Let us find the derivative of square root of 3x by the power rule of derivatives. The rule says that the derivative of xⁿ is given by the formula:

$\frac{d}{dx}$(xⁿ) = nx^n-1.

Now, $\dfrac{d}{dx}(\sqrt{3x})$

= √3 × $\dfrac{d}{dx}(\sqrt{x})$

= √3 × $\dfrac{d}{dx}(x^{1/2})$ as we know that square root of x is written as x to the 1/2.

= $\sqrt{3} \times \dfrac{1}{2}x^{1/2 -1}$ by the above power rule.

= $\dfrac{\sqrt{3}}{2}x^{-1/2}$

= $\dfrac{\sqrt{3}}{2\sqrt{x}}$.

So the derivative of square root 3x is √3/(2√x), and this is obtained by using the power rule of derivatives.
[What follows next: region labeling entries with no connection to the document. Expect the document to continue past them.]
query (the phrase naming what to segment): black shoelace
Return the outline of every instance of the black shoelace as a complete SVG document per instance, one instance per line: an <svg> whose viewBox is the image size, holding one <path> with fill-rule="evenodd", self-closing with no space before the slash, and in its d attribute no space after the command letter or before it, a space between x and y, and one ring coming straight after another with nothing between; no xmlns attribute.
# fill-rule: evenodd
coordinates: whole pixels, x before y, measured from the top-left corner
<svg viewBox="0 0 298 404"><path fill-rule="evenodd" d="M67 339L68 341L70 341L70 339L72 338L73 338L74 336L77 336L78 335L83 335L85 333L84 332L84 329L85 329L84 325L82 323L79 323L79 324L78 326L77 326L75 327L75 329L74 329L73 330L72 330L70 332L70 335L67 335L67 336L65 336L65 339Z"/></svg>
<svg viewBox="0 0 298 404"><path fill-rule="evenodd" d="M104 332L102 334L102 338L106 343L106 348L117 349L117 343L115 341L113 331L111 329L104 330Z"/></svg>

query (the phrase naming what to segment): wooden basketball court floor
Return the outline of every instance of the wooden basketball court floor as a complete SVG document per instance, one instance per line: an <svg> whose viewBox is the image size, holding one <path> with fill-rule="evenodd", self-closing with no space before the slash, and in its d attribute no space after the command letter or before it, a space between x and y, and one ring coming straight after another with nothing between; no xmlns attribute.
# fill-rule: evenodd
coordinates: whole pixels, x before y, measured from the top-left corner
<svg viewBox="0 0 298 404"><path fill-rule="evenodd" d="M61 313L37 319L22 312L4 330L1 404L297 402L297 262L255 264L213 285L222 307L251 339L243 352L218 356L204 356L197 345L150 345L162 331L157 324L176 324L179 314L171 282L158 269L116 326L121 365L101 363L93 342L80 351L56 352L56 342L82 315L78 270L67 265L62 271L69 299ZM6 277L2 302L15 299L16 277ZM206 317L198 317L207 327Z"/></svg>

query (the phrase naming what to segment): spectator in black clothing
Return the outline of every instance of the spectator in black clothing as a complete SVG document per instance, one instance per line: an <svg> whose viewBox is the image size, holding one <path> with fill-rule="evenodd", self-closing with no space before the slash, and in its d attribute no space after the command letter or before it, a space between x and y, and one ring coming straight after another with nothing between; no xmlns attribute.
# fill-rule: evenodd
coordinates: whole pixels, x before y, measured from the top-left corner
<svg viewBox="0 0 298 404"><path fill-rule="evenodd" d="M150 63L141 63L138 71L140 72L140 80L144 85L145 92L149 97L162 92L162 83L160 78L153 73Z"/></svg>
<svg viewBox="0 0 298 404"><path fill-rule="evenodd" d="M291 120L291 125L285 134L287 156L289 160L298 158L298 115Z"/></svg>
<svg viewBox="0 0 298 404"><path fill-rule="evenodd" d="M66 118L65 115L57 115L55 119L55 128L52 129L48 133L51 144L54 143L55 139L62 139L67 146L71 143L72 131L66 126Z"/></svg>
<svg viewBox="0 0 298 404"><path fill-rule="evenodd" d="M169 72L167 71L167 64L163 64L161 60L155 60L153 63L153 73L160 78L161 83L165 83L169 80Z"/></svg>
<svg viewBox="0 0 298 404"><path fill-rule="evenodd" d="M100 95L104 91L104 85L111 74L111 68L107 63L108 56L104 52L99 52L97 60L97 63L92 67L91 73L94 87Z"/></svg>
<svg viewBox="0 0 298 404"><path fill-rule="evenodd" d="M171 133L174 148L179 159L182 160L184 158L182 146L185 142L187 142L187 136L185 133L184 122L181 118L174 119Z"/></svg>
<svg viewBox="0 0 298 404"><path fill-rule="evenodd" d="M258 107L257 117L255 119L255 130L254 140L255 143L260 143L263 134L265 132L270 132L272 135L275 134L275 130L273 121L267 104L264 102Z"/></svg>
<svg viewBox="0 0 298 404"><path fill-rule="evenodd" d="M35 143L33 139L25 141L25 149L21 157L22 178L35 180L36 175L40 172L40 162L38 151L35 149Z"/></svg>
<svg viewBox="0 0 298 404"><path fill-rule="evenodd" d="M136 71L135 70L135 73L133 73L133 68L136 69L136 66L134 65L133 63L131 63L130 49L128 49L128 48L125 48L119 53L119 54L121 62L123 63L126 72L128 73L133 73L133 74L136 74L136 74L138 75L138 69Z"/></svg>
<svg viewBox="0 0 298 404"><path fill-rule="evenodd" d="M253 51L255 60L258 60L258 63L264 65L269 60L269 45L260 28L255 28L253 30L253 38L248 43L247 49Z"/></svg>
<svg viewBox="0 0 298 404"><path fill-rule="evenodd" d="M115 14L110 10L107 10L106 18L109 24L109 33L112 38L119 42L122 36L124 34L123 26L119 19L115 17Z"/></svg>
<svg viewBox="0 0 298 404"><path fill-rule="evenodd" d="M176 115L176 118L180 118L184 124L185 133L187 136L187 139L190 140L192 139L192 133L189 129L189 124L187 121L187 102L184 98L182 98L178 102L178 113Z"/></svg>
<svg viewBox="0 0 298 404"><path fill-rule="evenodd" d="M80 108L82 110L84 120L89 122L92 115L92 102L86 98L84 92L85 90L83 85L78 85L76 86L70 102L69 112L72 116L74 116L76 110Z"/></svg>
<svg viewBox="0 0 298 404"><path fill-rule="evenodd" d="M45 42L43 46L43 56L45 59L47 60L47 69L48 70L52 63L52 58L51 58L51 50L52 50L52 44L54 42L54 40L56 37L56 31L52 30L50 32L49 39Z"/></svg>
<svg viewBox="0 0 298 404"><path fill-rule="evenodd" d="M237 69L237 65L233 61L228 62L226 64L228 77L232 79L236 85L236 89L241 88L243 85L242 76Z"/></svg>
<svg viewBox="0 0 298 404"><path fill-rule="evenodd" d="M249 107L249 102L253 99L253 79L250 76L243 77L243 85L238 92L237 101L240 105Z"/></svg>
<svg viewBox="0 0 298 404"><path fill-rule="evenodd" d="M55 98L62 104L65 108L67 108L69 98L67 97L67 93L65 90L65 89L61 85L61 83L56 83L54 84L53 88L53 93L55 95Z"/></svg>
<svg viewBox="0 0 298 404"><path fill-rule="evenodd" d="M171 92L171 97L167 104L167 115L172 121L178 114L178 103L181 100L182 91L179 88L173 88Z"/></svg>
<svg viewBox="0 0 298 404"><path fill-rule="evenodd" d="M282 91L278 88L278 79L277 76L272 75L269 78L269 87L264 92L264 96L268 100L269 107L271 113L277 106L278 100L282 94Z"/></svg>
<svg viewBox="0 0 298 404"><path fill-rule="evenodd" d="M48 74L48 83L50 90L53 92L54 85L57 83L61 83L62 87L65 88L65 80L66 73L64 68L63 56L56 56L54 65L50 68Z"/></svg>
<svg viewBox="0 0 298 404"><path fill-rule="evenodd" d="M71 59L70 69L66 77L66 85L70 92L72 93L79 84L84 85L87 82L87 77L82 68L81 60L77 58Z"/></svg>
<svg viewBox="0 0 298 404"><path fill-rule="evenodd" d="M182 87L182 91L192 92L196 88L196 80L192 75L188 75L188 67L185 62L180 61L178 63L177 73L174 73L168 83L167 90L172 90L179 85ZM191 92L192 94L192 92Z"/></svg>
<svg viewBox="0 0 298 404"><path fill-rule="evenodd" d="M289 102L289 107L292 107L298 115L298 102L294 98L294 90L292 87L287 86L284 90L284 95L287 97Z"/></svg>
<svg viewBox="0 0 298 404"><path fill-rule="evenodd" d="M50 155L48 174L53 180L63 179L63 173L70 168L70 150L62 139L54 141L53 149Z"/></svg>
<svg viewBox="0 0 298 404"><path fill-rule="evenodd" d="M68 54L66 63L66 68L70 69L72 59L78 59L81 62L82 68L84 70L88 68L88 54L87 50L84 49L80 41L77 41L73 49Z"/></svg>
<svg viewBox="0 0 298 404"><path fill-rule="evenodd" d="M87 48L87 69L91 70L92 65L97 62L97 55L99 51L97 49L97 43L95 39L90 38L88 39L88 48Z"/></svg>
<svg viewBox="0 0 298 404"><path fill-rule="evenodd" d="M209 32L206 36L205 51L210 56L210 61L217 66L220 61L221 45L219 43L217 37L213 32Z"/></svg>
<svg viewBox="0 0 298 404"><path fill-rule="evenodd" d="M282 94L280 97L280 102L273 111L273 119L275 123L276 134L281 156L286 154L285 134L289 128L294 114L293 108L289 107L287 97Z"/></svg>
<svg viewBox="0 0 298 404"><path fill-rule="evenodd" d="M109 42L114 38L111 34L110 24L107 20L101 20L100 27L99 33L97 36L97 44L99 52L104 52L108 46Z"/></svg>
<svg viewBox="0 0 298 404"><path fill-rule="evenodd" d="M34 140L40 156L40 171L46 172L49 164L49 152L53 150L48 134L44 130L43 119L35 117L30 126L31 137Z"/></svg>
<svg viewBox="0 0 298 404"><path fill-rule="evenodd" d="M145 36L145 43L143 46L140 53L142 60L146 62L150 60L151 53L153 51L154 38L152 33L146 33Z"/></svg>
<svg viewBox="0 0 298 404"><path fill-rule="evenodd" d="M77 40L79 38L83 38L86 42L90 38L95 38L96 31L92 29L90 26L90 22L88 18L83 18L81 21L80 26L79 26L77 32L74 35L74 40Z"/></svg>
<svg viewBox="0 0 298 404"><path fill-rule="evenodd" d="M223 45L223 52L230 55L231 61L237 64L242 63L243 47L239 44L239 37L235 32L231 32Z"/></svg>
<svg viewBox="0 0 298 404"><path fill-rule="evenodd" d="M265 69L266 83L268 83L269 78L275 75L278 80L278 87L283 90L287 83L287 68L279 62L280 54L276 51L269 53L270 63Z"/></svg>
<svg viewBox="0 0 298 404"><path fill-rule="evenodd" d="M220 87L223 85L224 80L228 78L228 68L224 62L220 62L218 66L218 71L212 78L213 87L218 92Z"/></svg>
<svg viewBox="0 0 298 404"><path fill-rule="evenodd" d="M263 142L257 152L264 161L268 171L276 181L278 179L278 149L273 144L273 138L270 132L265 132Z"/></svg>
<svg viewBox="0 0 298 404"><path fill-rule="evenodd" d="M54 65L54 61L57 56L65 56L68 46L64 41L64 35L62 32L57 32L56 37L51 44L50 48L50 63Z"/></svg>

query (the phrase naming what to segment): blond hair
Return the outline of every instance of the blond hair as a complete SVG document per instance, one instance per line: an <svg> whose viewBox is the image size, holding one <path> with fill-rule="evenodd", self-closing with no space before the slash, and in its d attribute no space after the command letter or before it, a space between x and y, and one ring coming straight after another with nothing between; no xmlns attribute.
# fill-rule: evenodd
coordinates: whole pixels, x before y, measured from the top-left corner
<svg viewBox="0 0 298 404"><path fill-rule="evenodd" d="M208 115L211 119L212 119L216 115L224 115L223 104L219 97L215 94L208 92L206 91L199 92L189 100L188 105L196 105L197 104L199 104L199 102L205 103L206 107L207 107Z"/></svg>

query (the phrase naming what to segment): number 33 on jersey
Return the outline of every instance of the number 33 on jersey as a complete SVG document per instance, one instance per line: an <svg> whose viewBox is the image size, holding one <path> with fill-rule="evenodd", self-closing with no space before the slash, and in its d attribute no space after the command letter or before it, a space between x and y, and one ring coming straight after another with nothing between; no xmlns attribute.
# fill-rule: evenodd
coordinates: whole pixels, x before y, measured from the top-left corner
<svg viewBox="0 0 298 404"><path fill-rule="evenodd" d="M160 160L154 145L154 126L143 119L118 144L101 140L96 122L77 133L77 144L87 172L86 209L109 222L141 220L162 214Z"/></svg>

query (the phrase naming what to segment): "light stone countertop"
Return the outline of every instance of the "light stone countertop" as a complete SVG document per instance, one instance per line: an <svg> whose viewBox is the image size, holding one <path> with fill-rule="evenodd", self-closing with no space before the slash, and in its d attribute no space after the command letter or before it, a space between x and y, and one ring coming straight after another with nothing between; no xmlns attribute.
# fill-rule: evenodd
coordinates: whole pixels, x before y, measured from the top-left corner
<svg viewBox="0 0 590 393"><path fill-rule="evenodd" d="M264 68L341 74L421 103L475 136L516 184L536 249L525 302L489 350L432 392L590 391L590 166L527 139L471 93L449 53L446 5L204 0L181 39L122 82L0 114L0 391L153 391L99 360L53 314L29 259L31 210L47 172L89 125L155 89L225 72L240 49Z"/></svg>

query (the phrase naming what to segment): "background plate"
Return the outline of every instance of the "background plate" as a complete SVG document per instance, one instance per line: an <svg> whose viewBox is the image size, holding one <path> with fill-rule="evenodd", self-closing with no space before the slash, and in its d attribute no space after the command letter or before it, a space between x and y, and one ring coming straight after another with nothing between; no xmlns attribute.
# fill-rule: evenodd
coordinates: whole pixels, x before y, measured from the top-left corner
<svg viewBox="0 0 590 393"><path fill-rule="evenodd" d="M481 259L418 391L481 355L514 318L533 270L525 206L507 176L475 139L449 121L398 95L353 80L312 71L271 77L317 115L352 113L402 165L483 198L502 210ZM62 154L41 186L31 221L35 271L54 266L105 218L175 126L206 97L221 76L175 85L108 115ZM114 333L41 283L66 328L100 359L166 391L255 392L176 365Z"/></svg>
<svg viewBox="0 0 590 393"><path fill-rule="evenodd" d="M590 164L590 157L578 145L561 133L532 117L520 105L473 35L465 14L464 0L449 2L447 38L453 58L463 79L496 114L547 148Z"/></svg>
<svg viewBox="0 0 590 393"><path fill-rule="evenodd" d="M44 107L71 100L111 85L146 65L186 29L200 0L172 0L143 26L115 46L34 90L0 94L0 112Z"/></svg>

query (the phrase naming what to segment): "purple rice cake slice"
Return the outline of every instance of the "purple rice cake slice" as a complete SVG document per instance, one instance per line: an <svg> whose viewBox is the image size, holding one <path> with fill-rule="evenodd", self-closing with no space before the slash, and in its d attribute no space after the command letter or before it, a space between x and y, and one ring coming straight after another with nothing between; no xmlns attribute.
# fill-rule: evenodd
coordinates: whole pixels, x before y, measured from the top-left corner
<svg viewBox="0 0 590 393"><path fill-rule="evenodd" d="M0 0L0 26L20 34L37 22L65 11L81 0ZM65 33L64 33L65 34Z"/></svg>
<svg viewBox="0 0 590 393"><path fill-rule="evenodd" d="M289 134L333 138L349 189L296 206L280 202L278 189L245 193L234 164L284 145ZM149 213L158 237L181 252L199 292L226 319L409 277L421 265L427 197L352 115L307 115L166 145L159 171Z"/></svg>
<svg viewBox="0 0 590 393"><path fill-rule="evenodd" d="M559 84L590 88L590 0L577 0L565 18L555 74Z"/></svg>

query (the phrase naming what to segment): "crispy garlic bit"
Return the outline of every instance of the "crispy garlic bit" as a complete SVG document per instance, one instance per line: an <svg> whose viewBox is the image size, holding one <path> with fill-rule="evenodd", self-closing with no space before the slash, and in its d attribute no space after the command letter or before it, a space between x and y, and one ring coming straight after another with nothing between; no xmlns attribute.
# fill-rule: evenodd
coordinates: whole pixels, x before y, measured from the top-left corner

Next, we find the derivative of root 3x by the chain rule of derivatives.

Let z=3x.

So dz/dx =3.

By the chain rule, the derivative of root 3x will be equal to

$\dfrac{d}{dx}(\sqrt{3x})$

= $\dfrac{d}{dz}(\sqrt{z})$ × $\dfrac{dz}{dx}$

= $\dfrac{1}{2\sqrt{z}}$ × $\dfrac{dz}{dx}$ as the derivative of root x is 1/(2√x).

= $\dfrac{1}{2\sqrt{3x}}$ × 3 as z=3x.

= √3/(2√x)

So the derivative of square root 3x by chain rule is √3/(2√x).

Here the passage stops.